Option 3: changing the starting winding to the working one, and vice versa

It is possible to organize the reverse of a single-phase 220V motor in the ways described above, only on condition that the branches from both windings with all beginnings and ends come out of the case: A, B, C and D. But often there are motors in which the manufacturer intentionally left outside only 3 contacts. With this he secured the device from various "homemade products". But still there is a way out.

The figure above shows a diagram of such a "problem" motor. He has only three wires coming out of the case. They are marked with brown, blue and purple colors. The green and red lines corresponding to the end B of the starting and the beginning of the C of the working winding are interconnected internally. We cannot get access to them without disassembling the engine. Therefore, it is not possible to change the rotation of the rotor by one of the first two options.

In this case, proceed as follows:

1. Remove the capacitor from the initial terminal A;
2. Connect it to terminal D;
3. From wires A and D, as well as the phases, they start up the branches (you can reverse it using a key).

Take a look at the picture above. Now, if you connect a phase to branch D, then the rotor rotates in one direction. If the phase wire is thrown to branch A, then the direction of rotation can be changed in the opposite direction. The reverse can be done by manually disconnecting and connecting the wires. Using a key will help make the job easier.

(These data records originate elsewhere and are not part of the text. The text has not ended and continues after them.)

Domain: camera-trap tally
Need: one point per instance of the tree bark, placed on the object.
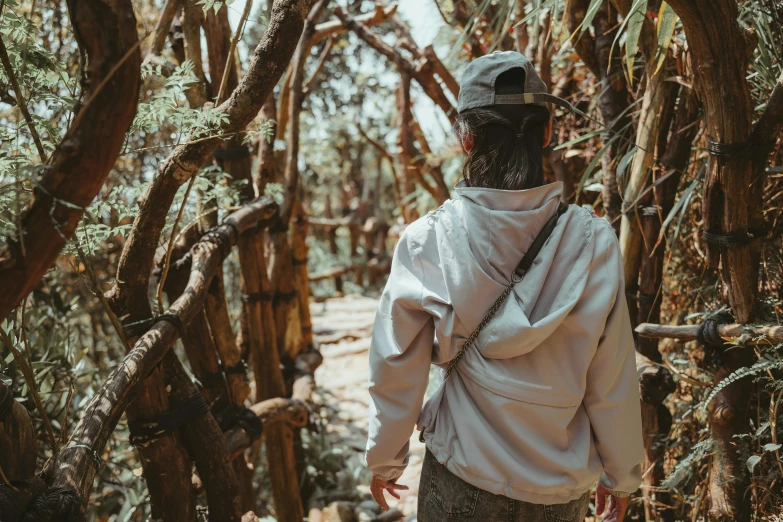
(18, 443)
(720, 51)
(204, 440)
(424, 76)
(74, 470)
(106, 33)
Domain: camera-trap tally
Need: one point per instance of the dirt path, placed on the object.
(342, 384)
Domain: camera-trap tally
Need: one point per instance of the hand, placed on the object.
(616, 508)
(378, 486)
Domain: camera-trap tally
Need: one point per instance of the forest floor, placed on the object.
(343, 327)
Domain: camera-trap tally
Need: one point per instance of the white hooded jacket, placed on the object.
(549, 402)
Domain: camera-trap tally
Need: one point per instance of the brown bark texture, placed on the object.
(106, 32)
(74, 470)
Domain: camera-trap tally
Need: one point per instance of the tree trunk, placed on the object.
(75, 470)
(106, 33)
(720, 51)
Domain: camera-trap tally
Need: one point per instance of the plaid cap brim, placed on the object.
(532, 98)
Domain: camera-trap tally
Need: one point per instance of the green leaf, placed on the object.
(625, 161)
(592, 165)
(635, 23)
(638, 4)
(667, 20)
(752, 461)
(590, 14)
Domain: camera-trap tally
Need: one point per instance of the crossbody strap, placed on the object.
(520, 271)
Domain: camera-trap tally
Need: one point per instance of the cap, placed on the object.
(477, 88)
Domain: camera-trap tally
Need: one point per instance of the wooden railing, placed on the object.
(214, 435)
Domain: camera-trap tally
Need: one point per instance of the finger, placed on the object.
(377, 494)
(600, 503)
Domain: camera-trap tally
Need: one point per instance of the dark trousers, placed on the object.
(444, 496)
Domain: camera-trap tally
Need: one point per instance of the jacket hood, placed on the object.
(488, 234)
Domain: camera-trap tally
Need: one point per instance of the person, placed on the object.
(545, 403)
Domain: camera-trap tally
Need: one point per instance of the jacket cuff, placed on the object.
(618, 494)
(389, 476)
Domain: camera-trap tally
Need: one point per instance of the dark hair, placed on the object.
(507, 140)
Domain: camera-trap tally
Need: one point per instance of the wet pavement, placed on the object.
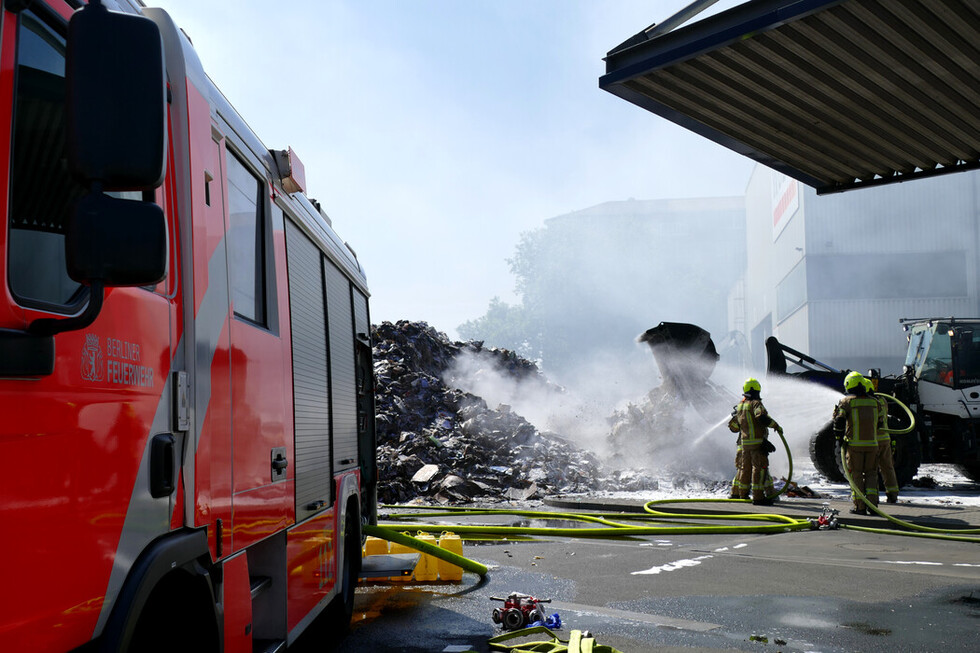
(827, 590)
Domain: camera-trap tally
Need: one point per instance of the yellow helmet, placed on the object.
(853, 380)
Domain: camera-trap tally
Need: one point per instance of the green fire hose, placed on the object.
(957, 534)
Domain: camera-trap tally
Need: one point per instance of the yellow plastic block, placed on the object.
(375, 546)
(427, 568)
(401, 548)
(447, 570)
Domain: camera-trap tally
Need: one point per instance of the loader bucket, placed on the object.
(684, 353)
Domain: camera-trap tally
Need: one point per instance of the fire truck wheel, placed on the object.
(352, 566)
(181, 599)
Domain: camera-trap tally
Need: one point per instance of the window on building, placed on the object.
(246, 242)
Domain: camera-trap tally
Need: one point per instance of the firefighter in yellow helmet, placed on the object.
(856, 421)
(753, 422)
(886, 462)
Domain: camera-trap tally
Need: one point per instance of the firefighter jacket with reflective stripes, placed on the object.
(859, 416)
(883, 435)
(753, 423)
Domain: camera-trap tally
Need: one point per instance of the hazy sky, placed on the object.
(435, 132)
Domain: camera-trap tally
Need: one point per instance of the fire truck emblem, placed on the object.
(93, 364)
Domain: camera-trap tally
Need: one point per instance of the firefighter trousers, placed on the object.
(862, 465)
(886, 464)
(740, 491)
(754, 470)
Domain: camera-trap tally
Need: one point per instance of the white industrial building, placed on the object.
(831, 275)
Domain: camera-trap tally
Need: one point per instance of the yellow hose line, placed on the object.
(941, 533)
(907, 412)
(610, 528)
(425, 547)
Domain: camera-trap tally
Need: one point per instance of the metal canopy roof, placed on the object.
(839, 94)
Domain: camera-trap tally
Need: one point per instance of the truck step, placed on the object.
(390, 564)
(259, 584)
(268, 646)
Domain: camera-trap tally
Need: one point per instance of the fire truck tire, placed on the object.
(970, 470)
(165, 577)
(343, 606)
(825, 454)
(178, 616)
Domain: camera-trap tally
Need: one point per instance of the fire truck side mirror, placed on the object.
(116, 242)
(116, 100)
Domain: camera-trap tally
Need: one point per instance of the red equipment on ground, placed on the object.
(519, 610)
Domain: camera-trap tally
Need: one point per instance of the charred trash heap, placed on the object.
(442, 444)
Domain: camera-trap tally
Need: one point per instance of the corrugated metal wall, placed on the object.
(898, 231)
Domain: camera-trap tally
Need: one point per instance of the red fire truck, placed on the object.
(186, 386)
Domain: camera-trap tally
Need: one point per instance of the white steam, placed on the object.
(685, 442)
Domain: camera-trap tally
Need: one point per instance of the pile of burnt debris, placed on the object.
(440, 443)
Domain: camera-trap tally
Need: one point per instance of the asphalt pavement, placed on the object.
(827, 590)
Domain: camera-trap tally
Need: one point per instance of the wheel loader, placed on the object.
(939, 382)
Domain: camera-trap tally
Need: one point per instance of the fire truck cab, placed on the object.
(185, 358)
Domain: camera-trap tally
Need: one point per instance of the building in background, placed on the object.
(831, 275)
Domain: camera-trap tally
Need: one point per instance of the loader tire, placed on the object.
(825, 454)
(971, 470)
(907, 456)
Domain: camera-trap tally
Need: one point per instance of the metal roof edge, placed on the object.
(710, 33)
(711, 134)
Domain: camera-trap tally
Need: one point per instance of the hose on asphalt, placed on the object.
(918, 530)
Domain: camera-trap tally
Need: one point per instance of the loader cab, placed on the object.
(945, 353)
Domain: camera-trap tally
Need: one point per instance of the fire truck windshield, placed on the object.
(42, 191)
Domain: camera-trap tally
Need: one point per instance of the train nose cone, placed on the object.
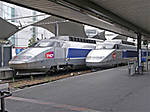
(97, 57)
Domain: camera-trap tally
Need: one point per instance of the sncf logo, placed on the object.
(49, 55)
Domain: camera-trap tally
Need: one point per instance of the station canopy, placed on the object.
(7, 29)
(121, 17)
(100, 35)
(65, 27)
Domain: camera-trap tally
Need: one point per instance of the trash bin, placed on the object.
(131, 68)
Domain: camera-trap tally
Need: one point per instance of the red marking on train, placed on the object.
(64, 106)
(49, 55)
(114, 55)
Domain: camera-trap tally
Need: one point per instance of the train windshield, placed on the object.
(45, 44)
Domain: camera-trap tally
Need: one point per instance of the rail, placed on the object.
(4, 94)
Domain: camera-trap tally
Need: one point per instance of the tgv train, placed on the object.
(113, 52)
(53, 54)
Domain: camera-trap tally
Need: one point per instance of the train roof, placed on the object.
(118, 41)
(75, 39)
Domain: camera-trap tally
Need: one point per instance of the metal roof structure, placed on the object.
(88, 12)
(100, 35)
(64, 27)
(7, 29)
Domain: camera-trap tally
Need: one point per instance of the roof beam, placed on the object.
(87, 6)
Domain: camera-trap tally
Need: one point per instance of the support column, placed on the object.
(56, 29)
(147, 56)
(139, 52)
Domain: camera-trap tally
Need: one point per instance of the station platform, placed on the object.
(111, 90)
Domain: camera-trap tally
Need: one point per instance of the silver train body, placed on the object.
(53, 54)
(113, 52)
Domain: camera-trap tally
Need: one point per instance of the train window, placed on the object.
(47, 44)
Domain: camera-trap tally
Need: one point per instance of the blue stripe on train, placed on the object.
(77, 53)
(129, 54)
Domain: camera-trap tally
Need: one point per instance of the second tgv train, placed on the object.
(53, 54)
(113, 52)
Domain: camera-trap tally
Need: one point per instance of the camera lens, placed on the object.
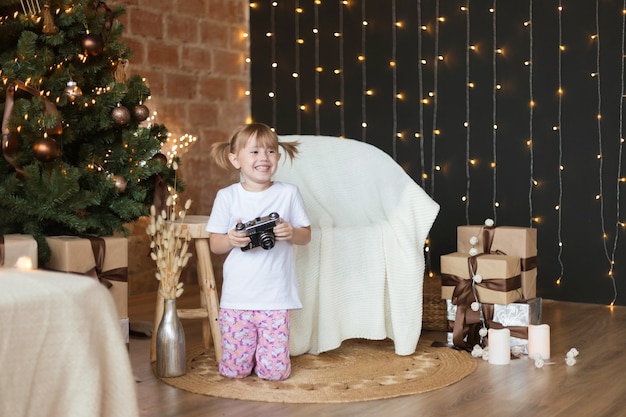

Important! The last version of the reversible connection scheme for an asynchronous single-phase motor is incorrect. It can only be used if the following conditions are met:

• The length of the starting and working windings is the same;
• Their cross-sectional area corresponds to each other;
• These wires are made from the same material.

All of these quantities affect resistance. It should be constant for the windings. If suddenly the length or thickness of the wires differ from each other, then after you organize the reverse, it turns out that the resistance of the working winding will be the same as it was before with the starting one, and vice versa. This can also be the reason that the motor cannot start.